Officials with the International Alliance of Theatrical Stage Employees, which represents more than 300 broadcast workers, said that the new contract is retroactive to June 13, 2017, when their previous contract with the Golf Channel expired. According to union officials, the new deal satisfied their desire for, among other things, improved wages and health-care contributions. The union had contended that wages had been “far below” the standard paid by other sports broadcasters. Union members ratified the new deal, specifics of which were not disclosed, over a three-day voting period that ended at 5 p.m. Wednesday.
“Everyone who works in sports broadcasting will benefit from this contract because it raises the floor for all workers,” said IATSE International president Matthew D. Loeb in a press release.
Asked for comment about the deal, a Golf Channel spokesman provided the following statement: “Golf Channel appreciates that our tournament technicians are returning to work for events beginning Feb. 5. The ratified contract is fair and in line with industry standards, as had been true under the previous contract and prior to the union’s call for a strike that prompted some of its members to walk off the job. We are thankful to all of our staff who rallied to provide seamless and continuous tournament coverage throughout this labor dispute for golf fans worldwide.”
The two sides had been in negotiations for more than nine months, with IATSE members working without a contract for six months, according to the union. As the new year began, and Golf Channel resumed its tournament broadcasts, IATSE members began discussing the possibility of going on strike, a course of action they finally took on Jan. 14.

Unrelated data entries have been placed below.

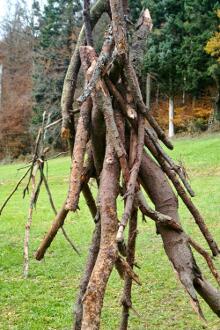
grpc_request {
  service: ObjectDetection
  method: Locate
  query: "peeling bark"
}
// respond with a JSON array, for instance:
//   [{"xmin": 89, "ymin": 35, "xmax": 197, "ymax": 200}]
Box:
[
  {"xmin": 140, "ymin": 155, "xmax": 220, "ymax": 318},
  {"xmin": 81, "ymin": 140, "xmax": 119, "ymax": 330}
]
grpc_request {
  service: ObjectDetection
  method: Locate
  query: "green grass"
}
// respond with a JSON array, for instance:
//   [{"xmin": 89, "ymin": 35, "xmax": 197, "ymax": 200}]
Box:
[{"xmin": 0, "ymin": 135, "xmax": 220, "ymax": 330}]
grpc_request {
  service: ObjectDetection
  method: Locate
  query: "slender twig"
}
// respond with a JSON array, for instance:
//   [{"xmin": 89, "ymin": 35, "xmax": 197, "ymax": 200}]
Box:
[
  {"xmin": 0, "ymin": 167, "xmax": 31, "ymax": 215},
  {"xmin": 41, "ymin": 169, "xmax": 80, "ymax": 256},
  {"xmin": 189, "ymin": 237, "xmax": 220, "ymax": 285}
]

With workers walking off the job on a Sunday, the strike forced the Golf Channel to implement contingency plans as the network continued with its broadcast of a Web.com Tour event in the Bahamas, a PGA Tour Champions-sanctioned tournament in Orlando and the final round of the PGA Tour’s Sony Open in Hawaii. The primary announcers throughout the five hours of prime-time live coverage from Waialae Country Club in Honolulu—George Savaricas, Billy Kratzert and Jim Gallagher Jr.—were actually not on scene, but rather sitting in Golf Channel’s main studio thousands of miles away in Orlando. Fewer cameras were in use for the broadcast, and there was no on-course commentary from announcers following the leaders.
Despite the scramble to put together the broadcast, with the Golf Channel and PGA Tour asking players and the public to have patience, ratings for the Sony Open final-round coverage were up 86 percent from 2017 and 13 percent form 2016, according to the Golf Channel.
In the days after the start of the strike, the network hired replacement workers to fill the missing positions. This allowed the network to return to more traditional coverage of last week’s CareerBuilder Challenge in Palm Springs and the Mitsubishi Electric Championship in Hawaii.
The Golf Channel is fully staffed for this week’s coverage of the LPGA Tour’s season-opener in the Bahamas. Coverage of the PGA Tour’s Farmers Insurance Open, where Tiger Woods is making his 2018 debut, will be unaffected as CBS is the primary broadcaster and uses video and audio technicians represented by a different union.